In [None]:
# Install the PyIceberg library, then fix the dependency problem with SQLAlchemy library
!pip install pyiceberg[pyarrow,duckdb,sql-sqlite] --upgrade
!pip install sqlalchemy --upgrade
#!pip install sqlalchemy==2.0.28 --upgrade

In [1]:
# Import the needed libraries
from pyiceberg.catalog import load_catalog
from pyiceberg.catalog.hive import HiveCatalog
import pyarrow.parquet as pq
import pyarrow.compute as pc
import pyarrow
import pandas as pd
import os
import importlib
from urllib.parse import urlparse
from typing import Dict, List
from pyarrow.fs import HadoopFileSystem
from functools import lru_cache
import time
import math
from pyiceberg.exceptions import CommitFailedException

In [None]:
# 🧪🧪 ONLY ONCE! 🧪🧪
# Get the NYC Taxi dataset from the network
!curl https://d37ci6vzurychx.cloudfront.net/trip-data/yellow_tripdata_2023-01.parquet -o "/home/yarnapp/hopsfs/Resources/nyc_taxiparquet"

In [2]:
# Create a folder where to save on HopsFS
!mkdir /home/yarnapp/hopsfs/Resources/test_dir/
!mkdir /tmp/test_data/

mkdir: cannot create directory ‘/home/yarnapp/hopsfs/Resources/test_dir/’: File exists
mkdir: cannot create directory ‘/tmp/test_data/’: File exists


In [11]:
#catalog_file_path = "/home/hdfs/iceberg/catalog/pyiceberg_catalog.db"
#hdfs_path_uri = "hdfs://namenode.service.consul:8020/tmp/test_data"

# Create a catalog
test_catalog = HiveCatalog(
    "default",
    **{
        "uri":"thrift://metastore.hive.service.consul:9083",
        "hive.hive2-compatible":True,
        #"hive.hostname": "hive",
        #"hive.port":"9083"
    },
)

# Print the object catalog, to show the catalog type
print(test_catalog)

default (<class 'pyiceberg.catalog.hive.HiveCatalog'>)


In [12]:
test_catalog.properties

{'uri': 'thrift://metastore.hive.service.consul:9083',
 'hive.hive2-compatible': True,
 'hive.hostname': 'hive',
 'hive.port': '9083'}

In [13]:
# Load the data previously downloaded into a Parquet DataFrame (df)
nyc_data_path = "/home/yarnapp/hopsfs/Resources/nyc_taxiparquet"
df = pq.read_table(nyc_data_path)

In [14]:
# Create a new namespace
test_catalog.create_namespace("test_ns")

TTransportException: TSocket read 0 bytes

In [8]:
# Create a new table "test_table", specifying the schema according to the df's schema
test_table = test_catalog.create_table(
    "test_ns.nyc_taxi",
    schema=df.schema,
    # 🧪🧪 TESTING 🧪🧪
    # The location now should be added, since in the creation of the catalog we are both specifying the host and the warehouse!
    location="/tmp/test_data"
)

2024-07-04 14:59:50,659 INFO: Defaulting to PyArrow FileIO


AttributeError: 'bool' object has no attribute 'lower'

#### Test the data insertion

Insert the full NYC taxi dataframe in the empy table created above.

In [None]:
# Append the dataframe to the test_table, showing the difference between before and after the operation
print("Start APPEND")
before_len = len(test_table.scan().to_arrow())

test_table.append(df)

print('End APPEND')
after_len  = len(test_table.scan().to_arrow())
print("Before the append operation, there were " + str(before_len) + "rows in the table")
print("After  the append operation, there were " + str(after_len)  + "rows in the table")

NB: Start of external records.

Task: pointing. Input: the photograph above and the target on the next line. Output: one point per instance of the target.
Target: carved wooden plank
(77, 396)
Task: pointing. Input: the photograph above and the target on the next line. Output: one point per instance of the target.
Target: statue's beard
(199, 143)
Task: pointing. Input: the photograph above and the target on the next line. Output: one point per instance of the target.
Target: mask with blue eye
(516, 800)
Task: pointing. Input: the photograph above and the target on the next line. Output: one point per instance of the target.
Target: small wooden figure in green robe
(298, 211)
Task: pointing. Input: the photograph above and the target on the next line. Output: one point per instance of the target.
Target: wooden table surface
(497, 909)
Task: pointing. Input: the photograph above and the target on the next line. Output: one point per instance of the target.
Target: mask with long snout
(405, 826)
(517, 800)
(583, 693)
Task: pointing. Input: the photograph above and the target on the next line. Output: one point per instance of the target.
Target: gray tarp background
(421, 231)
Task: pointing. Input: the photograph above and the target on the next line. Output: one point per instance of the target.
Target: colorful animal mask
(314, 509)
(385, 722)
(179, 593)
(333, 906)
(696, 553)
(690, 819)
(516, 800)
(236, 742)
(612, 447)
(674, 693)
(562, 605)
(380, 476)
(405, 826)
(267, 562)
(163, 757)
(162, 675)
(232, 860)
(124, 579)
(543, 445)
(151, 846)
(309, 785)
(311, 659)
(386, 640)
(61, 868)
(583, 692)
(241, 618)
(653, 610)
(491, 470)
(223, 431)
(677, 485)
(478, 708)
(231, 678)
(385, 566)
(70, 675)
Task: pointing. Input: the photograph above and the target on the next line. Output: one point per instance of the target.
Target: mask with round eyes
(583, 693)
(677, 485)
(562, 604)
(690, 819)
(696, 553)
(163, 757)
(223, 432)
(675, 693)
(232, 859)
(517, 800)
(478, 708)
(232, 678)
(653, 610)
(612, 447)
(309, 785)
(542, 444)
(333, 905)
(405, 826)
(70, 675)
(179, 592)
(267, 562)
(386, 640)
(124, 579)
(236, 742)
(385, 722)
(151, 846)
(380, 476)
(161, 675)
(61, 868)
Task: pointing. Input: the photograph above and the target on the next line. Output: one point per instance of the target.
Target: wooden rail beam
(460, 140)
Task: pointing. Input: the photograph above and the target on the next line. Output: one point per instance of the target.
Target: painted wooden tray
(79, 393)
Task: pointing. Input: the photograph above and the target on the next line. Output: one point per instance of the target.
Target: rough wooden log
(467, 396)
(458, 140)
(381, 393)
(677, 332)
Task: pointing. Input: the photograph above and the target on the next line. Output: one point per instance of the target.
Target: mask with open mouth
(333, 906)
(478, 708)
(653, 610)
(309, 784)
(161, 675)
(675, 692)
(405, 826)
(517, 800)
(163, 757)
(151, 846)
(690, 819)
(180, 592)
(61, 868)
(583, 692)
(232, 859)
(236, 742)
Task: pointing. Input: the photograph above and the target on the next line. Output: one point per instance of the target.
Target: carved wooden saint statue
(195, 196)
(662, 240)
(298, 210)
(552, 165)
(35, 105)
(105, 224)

#### Test multiple APPEND operations

In order to test several consecutive APPEND operations, the Arrow Dataframe containing the NYC Taxi data is transformed in Pandas Dataframe, then divided in small part of 1000 rows each.
⚠️ Depending on "how_many" APPEND operations you want to perform, change the former parameters in the following cell.

Several errors might arise, but those should not be related to the functioning of the PyIceberg library: the problem should instead reside in the underlying infrastructure (Jupyter, Hopsworks UI, VM, File access permissions ...)

In [None]:
catalog = load_catalog("default",**{"uri":"sqlite:////home/yarnapp/hopsfs/Resources/test_dir/pyiceberg_catalog.db"})

In [None]:
# Load the data previously downloaded into a Parquet DataFrame (df)
nyc_data_path = "/home/yarnapp/hopsfs/Resources/nyc_taxiparquet"
arrow_df      = pq.read_table(nyc_data_path)

# Create a set for randomizing the insertion
insert_set = set()
for i in range(1, math.floor(arrow_df.shape[0]/1000), 2):
    insert_set.add(i)
    
# Transform the arrow dataframe into a pandas DataFrame
df_append = pd.DataFrame()
df_append = arrow_df.to_pandas()

# Set how many times you want to repeat the APPEND operation
how_many = 10

In [None]:
# Load the table where to append the new data
table_append = catalog.load_table("test_ns.nyc_taxi")

for i in range(how_many):
    elem = insert_set.pop()
    partial_df = df_append[elem*1000:1000*(elem + 1)]
    partial_table = pyarrow.Table.from_pandas(partial_df)

    # Append the dataframe to the test_table, showing the difference between before and after the operation
    print("Start APPEND")
    before_len = len(table_append.scan().to_arrow())
    
    table_append.append(partial_table)
    
    print('End APPEND')
    after_len  = len(table_append.scan().to_arrow())
    print("Before the append operation, there were " + str(before_len) + "rows in the table")
    print("After  the append operation, there were " + str(after_len)  + "rows in the table")
    
    if i == how_many - 1:
        print('\n\n ** All the APPEND operations have been completed **')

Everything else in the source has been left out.